The drive is a Fujitsu mpd3064at . When running ontrack the drive is identified as a Gukiusu mpe3165au
Basically every other byte is incremented by 1 when being read.

Ontrack reports that reads from the mbr are being redirected to another sector.

I have tried fdisk. It tells me the disk has been partitioned, but when I reboot and run fdisk again there are no partitions on the disk.
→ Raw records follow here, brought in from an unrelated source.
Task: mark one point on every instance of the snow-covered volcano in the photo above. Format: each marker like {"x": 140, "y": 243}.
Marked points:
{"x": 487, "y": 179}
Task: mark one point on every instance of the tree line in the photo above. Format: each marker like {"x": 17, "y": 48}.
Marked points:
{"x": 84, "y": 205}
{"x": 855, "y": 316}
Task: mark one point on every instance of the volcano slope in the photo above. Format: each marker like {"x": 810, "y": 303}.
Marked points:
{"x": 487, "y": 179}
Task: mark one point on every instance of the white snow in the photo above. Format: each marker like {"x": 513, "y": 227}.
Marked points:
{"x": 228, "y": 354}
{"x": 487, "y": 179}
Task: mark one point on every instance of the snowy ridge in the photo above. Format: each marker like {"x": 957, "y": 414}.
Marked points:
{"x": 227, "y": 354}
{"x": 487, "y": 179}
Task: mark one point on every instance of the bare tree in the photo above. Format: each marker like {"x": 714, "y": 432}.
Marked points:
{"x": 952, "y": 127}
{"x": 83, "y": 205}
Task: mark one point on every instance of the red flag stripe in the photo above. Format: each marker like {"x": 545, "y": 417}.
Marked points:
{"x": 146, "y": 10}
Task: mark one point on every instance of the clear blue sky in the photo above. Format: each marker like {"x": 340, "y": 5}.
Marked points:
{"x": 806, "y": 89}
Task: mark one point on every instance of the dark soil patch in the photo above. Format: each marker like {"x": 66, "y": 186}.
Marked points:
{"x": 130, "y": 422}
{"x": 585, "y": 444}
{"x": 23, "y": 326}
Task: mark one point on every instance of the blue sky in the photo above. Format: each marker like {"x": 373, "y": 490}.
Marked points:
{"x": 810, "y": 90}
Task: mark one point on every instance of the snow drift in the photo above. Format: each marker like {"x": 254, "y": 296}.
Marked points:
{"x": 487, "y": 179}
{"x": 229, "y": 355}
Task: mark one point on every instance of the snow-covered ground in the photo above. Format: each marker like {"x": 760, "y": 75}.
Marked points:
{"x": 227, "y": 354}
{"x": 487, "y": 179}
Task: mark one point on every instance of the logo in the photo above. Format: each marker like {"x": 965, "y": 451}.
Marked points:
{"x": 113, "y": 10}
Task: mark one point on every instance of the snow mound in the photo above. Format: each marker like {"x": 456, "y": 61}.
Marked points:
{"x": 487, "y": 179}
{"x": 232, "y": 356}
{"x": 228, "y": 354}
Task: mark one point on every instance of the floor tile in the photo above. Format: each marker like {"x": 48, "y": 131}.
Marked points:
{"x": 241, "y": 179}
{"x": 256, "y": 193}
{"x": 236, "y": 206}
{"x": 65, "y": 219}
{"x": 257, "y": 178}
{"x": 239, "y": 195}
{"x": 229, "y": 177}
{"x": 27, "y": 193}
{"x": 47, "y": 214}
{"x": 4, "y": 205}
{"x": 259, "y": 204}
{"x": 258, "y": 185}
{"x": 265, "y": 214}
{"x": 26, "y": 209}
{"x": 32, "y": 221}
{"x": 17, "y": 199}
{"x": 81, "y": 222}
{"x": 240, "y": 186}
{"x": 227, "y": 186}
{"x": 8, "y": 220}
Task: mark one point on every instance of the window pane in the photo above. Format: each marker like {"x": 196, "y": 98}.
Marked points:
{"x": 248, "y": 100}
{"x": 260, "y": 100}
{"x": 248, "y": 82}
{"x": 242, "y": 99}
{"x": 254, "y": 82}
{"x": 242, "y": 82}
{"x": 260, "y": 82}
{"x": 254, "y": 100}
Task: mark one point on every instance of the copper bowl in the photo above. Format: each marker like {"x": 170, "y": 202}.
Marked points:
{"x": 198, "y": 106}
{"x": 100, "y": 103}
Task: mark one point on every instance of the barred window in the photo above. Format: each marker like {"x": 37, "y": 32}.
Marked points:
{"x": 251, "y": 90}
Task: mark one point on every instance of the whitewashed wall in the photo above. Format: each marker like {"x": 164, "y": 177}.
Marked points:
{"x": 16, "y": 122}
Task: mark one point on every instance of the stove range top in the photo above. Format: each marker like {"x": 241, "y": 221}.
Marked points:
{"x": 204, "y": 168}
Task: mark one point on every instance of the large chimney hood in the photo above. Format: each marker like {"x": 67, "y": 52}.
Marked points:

Any idea of how to get the computer to access the hard drive would be greatly appreciated.

 
Until MBR is right , the drive is a paperweight. Time for a lowlevel format. Should match drive timings to controller timings. Ed Fair
efair@atlnet.com

Any advice I give is my best judgement based on my interpretation of the facts you supply.

Help increase my knowledge by providing some feedback, good or bad, on any advice I have given.

 
Negative on the low level format. I installed the drive on the pentium and had it working. I read the boot sector using debug. I then installed the drive on the 486 and again read the boot sector using debug. It turns out that every other byte always has the least significant bit set. I then wrote 00 to a full sector (not the boot sector)of the drive using debug on the 486. When I read the sector back on the pentium it read it back as 01. It appears that bit 8 on the data bus is stuck high. If this is the case why do I not have trouble with the video adapter?
I am looking for a utility that will let me put the bus in a known state so that I can check if the cpu is toast or if a bus driver is shot. Again thanks for any help.
 
Not on the data bus, on the output of the controller chip. On every other character? Not likely. So you have a controller that is writing stuff that another controller can't read. Both ways. Symptom of timing problems? Probably. Solution? Reset the timing. Probably won't be readable by the pentium, but you could be surprised. Ed Fair
efair@atlnet.com

Any advice I give is my best judgement based on my interpretation of the facts you supply.

Help increase my knowledge by providing some feedback, good or bad, on any advice I have given.

 
After reflection: First is to put the drive on the secondary controller and see if it IDs there.
Next is to replace the data cable.
Haven't been into the interface specs recently, but suspect that it is a 0 volt active signal and an open would be a hot signal. Ed Fair
efair@atlnet.com

Any advice I give is my best judgement based on my interpretation of the facts you supply.

Help increase my knowledge by providing some feedback, good or bad, on any advice I have given.

 
The drive is fine. It turns out 1 of 2 ls245 octal bus transceivers on the motherboard has 1 bit that is always high. Will either have to replace the chip or scrap the board.